The generated data will be stored under data_gen/squad, including rgx_0.json and qa_train_corpus_0.json. We provide the $DATA_SPLIT option for distributed data generation, for example, with Slurm. If only generating QA pairs with one process, simply use --data_split 0.

Data & File Locations

All data are stored at the data/ and data_gen/ directories.

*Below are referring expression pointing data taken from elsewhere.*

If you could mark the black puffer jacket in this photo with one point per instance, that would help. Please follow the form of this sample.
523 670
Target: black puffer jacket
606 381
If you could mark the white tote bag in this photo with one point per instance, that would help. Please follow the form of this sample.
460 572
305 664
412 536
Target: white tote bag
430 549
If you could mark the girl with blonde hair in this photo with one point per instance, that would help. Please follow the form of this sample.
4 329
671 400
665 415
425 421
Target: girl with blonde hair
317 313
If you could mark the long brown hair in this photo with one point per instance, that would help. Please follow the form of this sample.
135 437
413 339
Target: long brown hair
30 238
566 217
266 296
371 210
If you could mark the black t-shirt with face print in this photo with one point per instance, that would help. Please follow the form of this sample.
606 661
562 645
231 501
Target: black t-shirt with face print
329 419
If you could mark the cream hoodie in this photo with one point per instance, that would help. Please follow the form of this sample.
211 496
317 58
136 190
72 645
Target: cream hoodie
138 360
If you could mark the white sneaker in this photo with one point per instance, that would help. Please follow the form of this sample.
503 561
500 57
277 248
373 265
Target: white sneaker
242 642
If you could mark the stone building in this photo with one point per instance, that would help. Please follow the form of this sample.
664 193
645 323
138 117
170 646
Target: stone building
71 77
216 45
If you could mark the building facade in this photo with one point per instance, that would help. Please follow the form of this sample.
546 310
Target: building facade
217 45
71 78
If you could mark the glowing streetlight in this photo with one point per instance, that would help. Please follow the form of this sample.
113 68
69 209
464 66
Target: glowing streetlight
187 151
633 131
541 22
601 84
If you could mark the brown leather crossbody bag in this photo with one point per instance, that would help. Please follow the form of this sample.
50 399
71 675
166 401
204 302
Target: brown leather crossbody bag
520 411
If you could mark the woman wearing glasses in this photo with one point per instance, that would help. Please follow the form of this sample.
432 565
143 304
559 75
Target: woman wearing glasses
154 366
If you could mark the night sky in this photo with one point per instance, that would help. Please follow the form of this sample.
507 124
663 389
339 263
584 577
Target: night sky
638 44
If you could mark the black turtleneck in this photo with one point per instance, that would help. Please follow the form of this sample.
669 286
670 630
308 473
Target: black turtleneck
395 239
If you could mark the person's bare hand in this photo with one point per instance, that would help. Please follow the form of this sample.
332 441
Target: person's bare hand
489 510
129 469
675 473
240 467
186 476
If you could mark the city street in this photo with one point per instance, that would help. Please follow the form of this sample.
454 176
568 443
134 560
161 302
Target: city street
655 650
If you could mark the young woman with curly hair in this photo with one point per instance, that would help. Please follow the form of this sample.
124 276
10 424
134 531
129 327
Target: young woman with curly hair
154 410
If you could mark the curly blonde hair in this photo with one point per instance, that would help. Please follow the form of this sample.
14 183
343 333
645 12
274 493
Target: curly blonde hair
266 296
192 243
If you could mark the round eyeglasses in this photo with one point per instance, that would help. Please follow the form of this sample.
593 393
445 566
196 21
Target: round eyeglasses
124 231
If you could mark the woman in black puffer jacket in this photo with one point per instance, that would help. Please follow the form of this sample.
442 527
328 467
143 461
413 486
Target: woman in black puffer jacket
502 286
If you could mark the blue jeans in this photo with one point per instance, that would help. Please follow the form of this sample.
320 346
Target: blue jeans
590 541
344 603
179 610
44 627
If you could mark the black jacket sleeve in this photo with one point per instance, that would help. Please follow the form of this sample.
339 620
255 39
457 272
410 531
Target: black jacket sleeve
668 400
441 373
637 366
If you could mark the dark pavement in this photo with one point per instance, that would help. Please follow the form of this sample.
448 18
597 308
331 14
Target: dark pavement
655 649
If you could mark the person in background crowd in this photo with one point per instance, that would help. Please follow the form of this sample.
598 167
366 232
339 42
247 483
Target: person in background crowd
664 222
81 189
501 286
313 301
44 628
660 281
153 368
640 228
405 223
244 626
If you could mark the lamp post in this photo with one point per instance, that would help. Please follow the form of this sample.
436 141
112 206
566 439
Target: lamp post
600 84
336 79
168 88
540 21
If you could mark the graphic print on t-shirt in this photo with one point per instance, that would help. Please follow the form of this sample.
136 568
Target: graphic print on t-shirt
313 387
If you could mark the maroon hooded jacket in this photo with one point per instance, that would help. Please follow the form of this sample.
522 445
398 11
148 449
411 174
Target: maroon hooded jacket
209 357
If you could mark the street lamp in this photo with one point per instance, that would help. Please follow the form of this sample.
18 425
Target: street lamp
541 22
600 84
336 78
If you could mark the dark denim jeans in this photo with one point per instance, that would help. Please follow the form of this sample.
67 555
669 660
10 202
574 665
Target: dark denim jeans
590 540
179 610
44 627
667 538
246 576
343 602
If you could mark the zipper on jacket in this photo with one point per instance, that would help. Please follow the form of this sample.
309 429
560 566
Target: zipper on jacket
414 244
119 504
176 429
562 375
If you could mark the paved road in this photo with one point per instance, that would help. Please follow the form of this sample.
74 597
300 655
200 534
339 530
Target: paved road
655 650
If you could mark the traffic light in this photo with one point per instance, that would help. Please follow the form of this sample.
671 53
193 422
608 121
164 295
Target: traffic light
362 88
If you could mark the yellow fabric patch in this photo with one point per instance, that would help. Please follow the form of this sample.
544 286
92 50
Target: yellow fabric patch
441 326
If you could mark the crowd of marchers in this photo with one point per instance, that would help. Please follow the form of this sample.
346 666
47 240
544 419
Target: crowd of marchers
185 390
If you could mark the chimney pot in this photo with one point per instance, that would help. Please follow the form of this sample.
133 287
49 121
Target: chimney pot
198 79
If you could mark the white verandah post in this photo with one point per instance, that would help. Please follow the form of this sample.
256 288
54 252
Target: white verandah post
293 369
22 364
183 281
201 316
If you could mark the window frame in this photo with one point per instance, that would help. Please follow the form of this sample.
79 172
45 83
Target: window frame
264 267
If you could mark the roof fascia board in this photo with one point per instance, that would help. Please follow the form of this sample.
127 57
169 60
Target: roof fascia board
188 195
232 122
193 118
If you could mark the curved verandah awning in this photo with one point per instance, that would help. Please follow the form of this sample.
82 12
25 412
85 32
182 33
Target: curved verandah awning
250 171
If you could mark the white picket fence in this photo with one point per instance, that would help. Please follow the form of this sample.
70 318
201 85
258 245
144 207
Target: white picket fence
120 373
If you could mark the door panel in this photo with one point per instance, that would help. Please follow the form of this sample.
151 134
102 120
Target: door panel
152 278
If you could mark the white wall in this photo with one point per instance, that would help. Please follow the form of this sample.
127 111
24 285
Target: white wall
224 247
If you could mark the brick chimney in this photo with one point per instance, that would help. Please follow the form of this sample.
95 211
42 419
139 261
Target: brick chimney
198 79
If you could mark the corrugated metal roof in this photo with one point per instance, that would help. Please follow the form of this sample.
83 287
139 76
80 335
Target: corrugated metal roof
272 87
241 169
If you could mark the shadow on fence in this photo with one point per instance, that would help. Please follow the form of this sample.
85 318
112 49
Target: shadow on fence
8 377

  • data/{$DATASET_NAME}/doc_data_{$DATA_SPLIT}.json: unlabeled documents of the target dataset.
  • data_gen/{$DATASET_NAME}/rgx_{$DATA_SPLIT}.json: generated QA data aligned with each document from the corresponding dataset.
  • data_gen/{$DATASET_NAME}/qa_train_corpus_{$DATA_SPLIT}.json: generated QA training set of the given dataset. The training examples follows the SQuAD data format and are randomly shuffled.

Data Format

  • The format of the input file, doc_data_{$DATA_SPLIT}.json is a list of dictionaries as
[
    {"context": INPUT_DOC_TXT__0},
    {"context": INPUT_DOC_TXT__1},
    ...,
    {"context": INPUT_DOC_TXT__N},
]
  • The format of the output file, qa_train_corpus_{$DATA_SPLIT}.json, is a list of dictionaries as
[
    {
        "context": INPUT_DOC_TXT_0,
        "question": GEN_QUESTION_TXT_0,
        "answers": {
            "text": [ ANSWER_TXT ], # only one answer per question
            "answer_start": [ ANSWER_ST_CHAR ]
            # index of the starting character of the answer txt
        }
    },
    {
        ...
    },
]
  • The format of the output file, rgx_{$DATA_SPLIT}.json is a list of document-QA mappings,
[
    [
        $DOCUMENT_i,
        $ANS2ITEM_LIST_i,
        $GEN_QA_LIST_i
    ],
    ...
]

$DOCUMENT_i has the same format as the input file. The $ANS2ITEM_LIST_i is the meta-data of all recognized answers and generated questions. Note that one answer can have multiple questions, and the questions can be either correct or not. The final output of the model is $GEN_QA_LIST_i, which is a list of dictionaries of generated QA pairs based on the input document,

[
    {
        "question": GEN_QUESTION_TXT_0,
        "answers": {
            "text": [ ANSWER_TXT ],
            "answer_start": [ ANSWER_ST_CHAR ]
        }
    }
]

QA Generation for Your Documents

  • Run the following command, or manually create directories under the data/ and data_gen/ directories,
bash new_dataset.sh $NEW_DATASET_NAME
  • Move the input file containing the target documents as data/$NEW_DATASET_NAME/doc_data_0.json. The format is described in the previous section.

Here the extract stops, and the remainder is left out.